[Taxacom] cladistic analysis of characters with variable presence
John Grehan
jgrehan at sciencebuff.org
Thu Jul 14 13:28:45 CDT 2011
I would agree that it's a polymorphic situation, but it's not just that there is polymorphy, but whether there is a cladistic basis to treating population differences in frequency of occurrence of one of the morphs as primitive or derived.
I would not have a problem if something was absent from the outgroup, and then in various percentages of individuals for ingroup taxa and that the presence, regardless of percentage occurrence in the population, was nevertheless treated as a derived condition.
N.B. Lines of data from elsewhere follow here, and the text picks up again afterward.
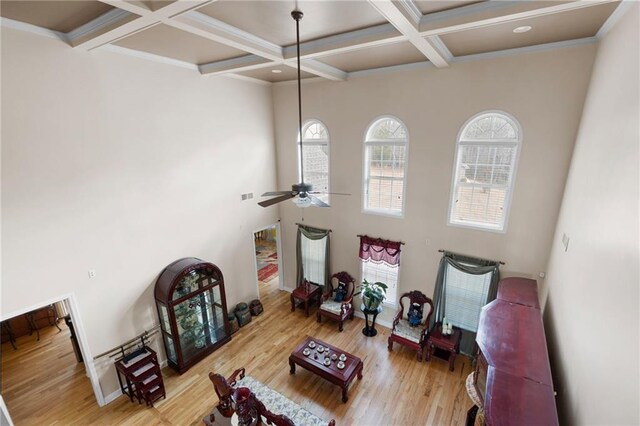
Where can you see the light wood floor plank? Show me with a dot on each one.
(42, 383)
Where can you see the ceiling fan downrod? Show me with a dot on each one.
(297, 16)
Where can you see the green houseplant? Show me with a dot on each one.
(373, 294)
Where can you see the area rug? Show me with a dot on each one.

It is the varying percentages themselves that is the problem - whether a population percentage can be assumed a priori to represent a stable condition throughout the existence of each ingroup taxon.
But I will check out those papers to see if they address this question. Thanks
John Grehan
-----Original Message-----
From: Sergio Vargas [mailto:sevragorgia at gmail.com]
Sent: Thursday, July 14, 2011 2:21 PM
To: taxacom at mailman.nhm.ku.edu; John Grehan
Subject: RE: cladistic analysis of characters with variable presence
Hi,
Isn't this a simple case in which one character is polymorphic in one or more species?
if so, there are plenty of ways to code polymorphic characters. Check the following articles:
Wiens, J., 1995. Polymorphic characters in phylogenetic systematics. Syst Biol 44, 482-500.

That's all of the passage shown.